On Fri, Aug 24, 2012 at 9:11 PM, Francis P. Boscoe
<fpb01 at health.state.ny.us> wrote:
Hi, I've been poking around igraph and spatgraphs but have not been able to find a sufficiently simple example to make sense of. Suppose I have three points A, B, and C. The path from A to B is 3 units, from B to C is 4 units, and from A to C is 8 units. Could someone provide a simple coding example showing that A-B-C represents the shortest path?
using igraph, it couldn't be much simpler:
#1 make a graph, giving a two-column matrix of FROM and TO node names:
> ABC = graph.edgelist(cbind(c("A","B","A"),c("B","C","C")))
#2 attach distances as weights:
> E(ABC)$weight = c(3,4,8)
#3 see what we got:
> ABC
Vertices: 3
Edges: 3
Directed: TRUE
Edges:
[0] 'A' -> 'B'
[1] 'B' -> 'C'
[2] 'A' -> 'C'
Note this is a Directed graph. There's no way back from B to A!
#4 shortest path from A to C:
get.shortest.paths(ABC,from="A",to="C")
[[1]] [1] 0 1 2 And since there might be more than one shortest path, the return is a list. Here it has one element, and the numbers are the indices of the nodes. Starting from zero[1]. This is computer science, after all.

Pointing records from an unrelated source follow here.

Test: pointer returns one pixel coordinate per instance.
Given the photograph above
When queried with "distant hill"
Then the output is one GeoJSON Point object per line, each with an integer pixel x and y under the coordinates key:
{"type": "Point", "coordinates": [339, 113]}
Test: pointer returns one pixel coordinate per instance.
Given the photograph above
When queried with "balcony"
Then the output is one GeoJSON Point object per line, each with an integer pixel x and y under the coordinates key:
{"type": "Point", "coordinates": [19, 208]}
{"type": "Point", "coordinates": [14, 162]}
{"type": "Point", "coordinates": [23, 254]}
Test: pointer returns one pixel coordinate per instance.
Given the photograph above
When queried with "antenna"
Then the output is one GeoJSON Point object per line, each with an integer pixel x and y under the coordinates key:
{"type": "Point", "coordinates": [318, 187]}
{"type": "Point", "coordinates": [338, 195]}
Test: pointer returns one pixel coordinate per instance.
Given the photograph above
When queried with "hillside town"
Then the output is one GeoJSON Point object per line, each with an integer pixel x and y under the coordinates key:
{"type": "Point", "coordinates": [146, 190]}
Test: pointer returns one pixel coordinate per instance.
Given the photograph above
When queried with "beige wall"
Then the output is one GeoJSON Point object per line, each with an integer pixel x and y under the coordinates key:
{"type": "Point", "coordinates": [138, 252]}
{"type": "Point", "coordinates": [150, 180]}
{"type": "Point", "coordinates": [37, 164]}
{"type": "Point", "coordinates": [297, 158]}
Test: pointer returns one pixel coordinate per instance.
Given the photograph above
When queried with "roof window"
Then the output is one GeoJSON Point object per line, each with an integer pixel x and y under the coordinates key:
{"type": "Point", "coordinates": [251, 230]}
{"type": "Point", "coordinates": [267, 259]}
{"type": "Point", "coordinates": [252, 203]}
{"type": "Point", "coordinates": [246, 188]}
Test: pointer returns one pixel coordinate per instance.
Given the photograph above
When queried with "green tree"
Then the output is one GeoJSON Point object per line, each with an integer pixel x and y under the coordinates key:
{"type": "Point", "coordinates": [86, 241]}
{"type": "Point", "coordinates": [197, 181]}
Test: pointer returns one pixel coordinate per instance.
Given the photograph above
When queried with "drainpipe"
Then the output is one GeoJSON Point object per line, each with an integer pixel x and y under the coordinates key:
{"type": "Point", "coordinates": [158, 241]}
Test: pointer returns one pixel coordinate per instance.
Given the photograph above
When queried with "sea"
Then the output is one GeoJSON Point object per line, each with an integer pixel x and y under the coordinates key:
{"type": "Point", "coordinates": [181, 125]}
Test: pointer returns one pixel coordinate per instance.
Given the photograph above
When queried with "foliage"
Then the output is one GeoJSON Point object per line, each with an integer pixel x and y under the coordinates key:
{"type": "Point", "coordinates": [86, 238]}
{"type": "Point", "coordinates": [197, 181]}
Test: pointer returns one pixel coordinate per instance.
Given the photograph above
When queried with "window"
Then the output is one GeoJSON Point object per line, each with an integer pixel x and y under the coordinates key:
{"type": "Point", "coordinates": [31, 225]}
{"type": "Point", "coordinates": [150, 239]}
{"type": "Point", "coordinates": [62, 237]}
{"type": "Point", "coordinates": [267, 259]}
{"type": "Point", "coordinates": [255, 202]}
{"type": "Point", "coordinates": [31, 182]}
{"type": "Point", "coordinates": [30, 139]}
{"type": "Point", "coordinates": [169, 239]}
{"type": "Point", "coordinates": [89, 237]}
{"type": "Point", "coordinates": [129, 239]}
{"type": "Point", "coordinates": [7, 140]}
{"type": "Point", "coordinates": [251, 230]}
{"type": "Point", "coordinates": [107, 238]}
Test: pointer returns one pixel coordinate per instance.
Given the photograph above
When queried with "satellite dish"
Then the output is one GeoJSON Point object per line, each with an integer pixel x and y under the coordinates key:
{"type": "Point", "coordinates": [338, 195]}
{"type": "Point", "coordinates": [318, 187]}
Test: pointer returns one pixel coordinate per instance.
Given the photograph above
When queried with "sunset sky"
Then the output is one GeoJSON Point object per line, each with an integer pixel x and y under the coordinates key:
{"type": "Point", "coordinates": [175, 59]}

To get the nodes, index the V (vertices) function: > V(ABC)[get.shortest.paths(ABC,from="A",to="C")[[1]]] Vertex sequence: [1] "A" "B" "C" #5 just to check, lets set the distances to all 1 and see if the algorithm figures out the direct route is quicker: > E(ABC)$weight = c(1,1,1) > V(ABC)[get.shortest.paths(ABC,from="A",to="C")[[1]]] Vertex sequence: [1] "A" "C" Happy graphing! Barry [1] I think the zero indexing might be changing soon, or has changed... Recent igraphs might be different, but indexing the V function should still work.